Please add it as a selftest/bpf instead.
Like was done in commit
https://lore.kernel.org/bpf/20200509175921.2477493-1-yhs@xxxxxx/
to demonstrate equivalence of 'cat /proc' vs iterator approach.
Sure, I'll relocate the test code there.
[..]
---
mm/memcontrol.c | 67 +++++++++++++++++++++++++++++++++++++++++++++++++
1 file changed, 67 insertions(+)
diff --git a/mm/memcontrol.c b/mm/memcontrol.c
index 8dd7fbed5a94..aa8cbf883d71 100644
--- a/mm/memcontrol.c
+++ b/mm/memcontrol.c
@@ -870,6 +870,73 @@ unsigned long memcg_events_local(struct mem_cgroup *memcg, int event)
}
#endif
+static inline struct mem_cgroup *memcg_from_cgroup(struct cgroup *cgrp)
+{
+ return cgrp ? mem_cgroup_from_css(cgrp->subsys[memory_cgrp_id]) : NULL;
+}
+
+__bpf_kfunc static void memcg_flush_stats(struct cgroup *cgrp)
+{
+ struct mem_cgroup *memcg = memcg_from_cgroup(cgrp);
+
+ if (!memcg)
+ return;
+
+ mem_cgroup_flush_stats(memcg);
+}
css_rstat_flush() is sleepable, so this kfunc must be sleepable too.
Not sure about the rest.
Good catch. I'll add the sleepable flag where it's needed.
+
+__bpf_kfunc static unsigned long memcg_node_stat_fetch(struct cgroup *cgrp,
+ enum node_stat_item item)
+{
+ struct mem_cgroup *memcg = memcg_from_cgroup(cgrp);
+
+ if (!memcg)
+ return 0;
+
+ return memcg_page_state_output(memcg, item);
+}
+
+__bpf_kfunc static unsigned long memcg_stat_fetch(struct cgroup *cgrp,
+ enum memcg_stat_item item)
+{
+ struct mem_cgroup *memcg = memcg_from_cgroup(cgrp);
+
+ if (!memcg)
+ return 0;
+
+ return memcg_page_state_output(memcg, item);
+}
+
+__bpf_kfunc static unsigned long memcg_vm_event_fetch(struct cgroup *cgrp,
+ enum vm_event_item item)
+{
+ struct mem_cgroup *memcg = memcg_from_cgroup(cgrp);
+
+ if (!memcg)
+ return 0;
+
+ return memcg_events(memcg, item);
+}
+
+BTF_KFUNCS_START(bpf_memcontrol_kfunc_ids)

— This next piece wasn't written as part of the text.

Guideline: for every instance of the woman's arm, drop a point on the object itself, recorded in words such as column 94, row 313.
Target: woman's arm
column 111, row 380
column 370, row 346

+BTF_ID_FLAGS(func, memcg_flush_stats)
+BTF_ID_FLAGS(func, memcg_node_stat_fetch)
+BTF_ID_FLAGS(func, memcg_stat_fetch)
+BTF_ID_FLAGS(func, memcg_vm_event_fetch)
+BTF_KFUNCS_END(bpf_memcontrol_kfunc_ids)
At least one of them must be sleepable and the rest probably too?
All of them must be KF_TRUSTED_ARGS too.
Thanks, I'll include the trusted args flag. As to which are sleepable,
only memcg_flush_stats can block.
+
+static const struct btf_kfunc_id_set bpf_memcontrol_kfunc_set = {
+ .owner = THIS_MODULE,
+ .set = &bpf_memcontrol_kfunc_ids,
+};
+
+static int __init bpf_memcontrol_kfunc_init(void)
+{
+ return register_btf_kfunc_id_set(BPF_PROG_TYPE_TRACING,
+ &bpf_memcontrol_kfunc_set);
+}
Why tracing only?
Hmmm, initially I didn't think about use cases outside of the cgroup
iterator programs. After discussing with teammates though, some other
potential use cases could be within sched_ext or (future) bpf-oom. I'm
thinking I'll go with the "UNSPEC" type in v2.